You know those little Milano cookies everybody loves? They're not just delicious – they’re a symbol of one of the region's biggest growth industries.
Duritsky said food manufacturing has been "remarkably hot" in the past few years. Companies are increasingly choosing to expand their operations here because the region has manufacturing know-how and is surrounded by agriculture, he said. Some recent expansions include big names like Nestle in Solon, Daisy Brand in Wayne County, and Pepperidge Farm in Huron County.
According to a May 2017 analysis by Team NEO, about 22,000 people in Northeast Ohio work in food manufacturing. That number is expected to grow by 3,000 net jobs over the next decade—an increase of nearly 14 percent, according to the report.
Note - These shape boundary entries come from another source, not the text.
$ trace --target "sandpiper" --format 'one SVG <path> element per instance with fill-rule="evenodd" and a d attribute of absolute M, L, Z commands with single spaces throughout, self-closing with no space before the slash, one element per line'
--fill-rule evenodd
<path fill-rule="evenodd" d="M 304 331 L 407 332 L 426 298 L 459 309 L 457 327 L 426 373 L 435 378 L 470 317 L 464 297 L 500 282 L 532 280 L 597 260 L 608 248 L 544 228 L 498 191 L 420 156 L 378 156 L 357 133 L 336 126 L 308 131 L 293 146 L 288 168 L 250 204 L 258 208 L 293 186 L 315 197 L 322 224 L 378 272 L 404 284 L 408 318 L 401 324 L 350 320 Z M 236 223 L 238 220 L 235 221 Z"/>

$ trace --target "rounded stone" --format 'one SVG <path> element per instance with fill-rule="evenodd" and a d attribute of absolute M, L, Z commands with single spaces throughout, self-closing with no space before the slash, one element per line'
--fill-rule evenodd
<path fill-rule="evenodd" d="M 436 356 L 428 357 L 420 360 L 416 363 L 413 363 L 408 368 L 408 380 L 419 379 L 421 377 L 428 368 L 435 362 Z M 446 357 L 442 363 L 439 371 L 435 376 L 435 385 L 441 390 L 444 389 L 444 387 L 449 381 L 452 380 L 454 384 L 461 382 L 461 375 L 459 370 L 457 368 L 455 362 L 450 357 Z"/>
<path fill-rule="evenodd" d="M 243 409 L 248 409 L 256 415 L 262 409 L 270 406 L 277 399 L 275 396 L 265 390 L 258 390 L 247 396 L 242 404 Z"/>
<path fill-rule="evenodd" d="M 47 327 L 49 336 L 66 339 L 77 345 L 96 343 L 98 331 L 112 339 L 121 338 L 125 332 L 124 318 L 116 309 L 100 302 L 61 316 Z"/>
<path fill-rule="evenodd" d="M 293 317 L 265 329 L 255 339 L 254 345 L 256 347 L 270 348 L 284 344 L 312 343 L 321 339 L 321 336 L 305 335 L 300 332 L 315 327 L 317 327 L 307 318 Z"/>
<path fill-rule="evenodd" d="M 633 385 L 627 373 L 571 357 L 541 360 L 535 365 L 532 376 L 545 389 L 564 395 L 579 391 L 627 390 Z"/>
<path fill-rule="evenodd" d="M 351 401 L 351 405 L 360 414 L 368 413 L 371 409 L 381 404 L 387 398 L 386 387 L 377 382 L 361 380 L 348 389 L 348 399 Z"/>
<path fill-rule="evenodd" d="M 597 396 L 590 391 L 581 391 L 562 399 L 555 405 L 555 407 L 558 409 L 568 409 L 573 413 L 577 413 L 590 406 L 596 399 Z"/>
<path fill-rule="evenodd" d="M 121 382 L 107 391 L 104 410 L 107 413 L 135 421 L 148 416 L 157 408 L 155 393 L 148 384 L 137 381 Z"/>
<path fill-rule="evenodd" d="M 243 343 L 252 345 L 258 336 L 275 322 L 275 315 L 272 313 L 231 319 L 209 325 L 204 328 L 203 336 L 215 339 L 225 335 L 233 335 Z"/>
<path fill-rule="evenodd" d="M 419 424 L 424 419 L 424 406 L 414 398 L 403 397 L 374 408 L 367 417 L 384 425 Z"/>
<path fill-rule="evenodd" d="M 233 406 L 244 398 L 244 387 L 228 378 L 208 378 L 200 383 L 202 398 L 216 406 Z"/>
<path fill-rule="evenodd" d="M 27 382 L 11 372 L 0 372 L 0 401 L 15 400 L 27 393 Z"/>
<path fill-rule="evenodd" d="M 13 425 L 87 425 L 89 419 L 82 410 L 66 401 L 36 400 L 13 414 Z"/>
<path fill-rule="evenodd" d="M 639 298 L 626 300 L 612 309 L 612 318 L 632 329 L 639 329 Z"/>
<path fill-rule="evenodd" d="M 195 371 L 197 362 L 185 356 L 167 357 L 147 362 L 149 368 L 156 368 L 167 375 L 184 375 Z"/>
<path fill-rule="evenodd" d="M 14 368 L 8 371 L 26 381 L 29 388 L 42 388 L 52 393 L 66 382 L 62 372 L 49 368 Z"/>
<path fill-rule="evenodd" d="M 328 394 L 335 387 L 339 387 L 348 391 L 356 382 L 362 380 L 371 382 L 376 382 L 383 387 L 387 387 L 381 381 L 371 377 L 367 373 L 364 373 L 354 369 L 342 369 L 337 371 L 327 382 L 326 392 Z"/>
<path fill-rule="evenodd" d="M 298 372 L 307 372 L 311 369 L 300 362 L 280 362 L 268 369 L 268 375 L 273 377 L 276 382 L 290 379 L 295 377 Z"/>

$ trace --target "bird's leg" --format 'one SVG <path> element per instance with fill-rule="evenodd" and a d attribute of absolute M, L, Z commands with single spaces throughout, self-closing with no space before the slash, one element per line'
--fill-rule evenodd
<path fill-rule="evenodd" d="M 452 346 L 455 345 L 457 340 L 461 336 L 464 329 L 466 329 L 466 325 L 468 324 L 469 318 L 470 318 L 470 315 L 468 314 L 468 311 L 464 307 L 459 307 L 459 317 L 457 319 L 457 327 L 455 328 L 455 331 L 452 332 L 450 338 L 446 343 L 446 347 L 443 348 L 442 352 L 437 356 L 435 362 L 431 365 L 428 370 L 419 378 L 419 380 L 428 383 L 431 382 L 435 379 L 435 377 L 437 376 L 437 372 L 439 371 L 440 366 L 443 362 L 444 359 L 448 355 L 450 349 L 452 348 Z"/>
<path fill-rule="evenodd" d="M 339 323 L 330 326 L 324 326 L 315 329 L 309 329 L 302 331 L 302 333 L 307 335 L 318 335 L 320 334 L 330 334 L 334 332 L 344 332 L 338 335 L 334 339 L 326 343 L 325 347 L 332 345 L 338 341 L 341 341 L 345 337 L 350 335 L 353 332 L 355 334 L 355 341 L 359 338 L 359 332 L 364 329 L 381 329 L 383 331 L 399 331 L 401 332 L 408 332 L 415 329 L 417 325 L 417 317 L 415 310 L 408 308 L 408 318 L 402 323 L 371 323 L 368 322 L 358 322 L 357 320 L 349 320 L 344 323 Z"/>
In fact, food is one of only two manufacturing sectors that Duritsky expects will increase in the total number of workers over the next decade. The other is aerospace.
"Globally, there's a ton of demand for airplanes, particularly of the small and midsize airplanes," said Duritsky.
And because aircraft orders can often take several years to fulfill, that demand is likely to keep the industry stable for the next several years, he said. That's good news for regional aerospace manufacturers that make equipment and plane parts, including big corporations like Eaton and Parker Hannifin, and smaller, more specialized machining shops.
"It's not the direct impact of having a Boeing, but it's really the second- and third-tier supply shops that should benefit," he said.
For the past few years, U.S. auto sales were strong, thanks in part to an abundance of relatively cheap credit. However, that began to change this past year, in part because people are keeping their cars longer. According to the U.S. Department of Transportation, the average age of cars on the road in 2016 was 11.6 years-old. That's compared to 10.2 years-old in 2006.
Duritsky said that trend will probably shrink revenues for regional auto suppliers.
"It's certainly not going away," he said, "but we probably won't see the level of growth we saw, and that has implications for a lot of things like fabricated metal and products that go into the cars that we produce.”
According to research by Team NEO, Ohio is the largest manufacturer of heavy-duty trucks in the country and the second-largest supplier of automotive parts.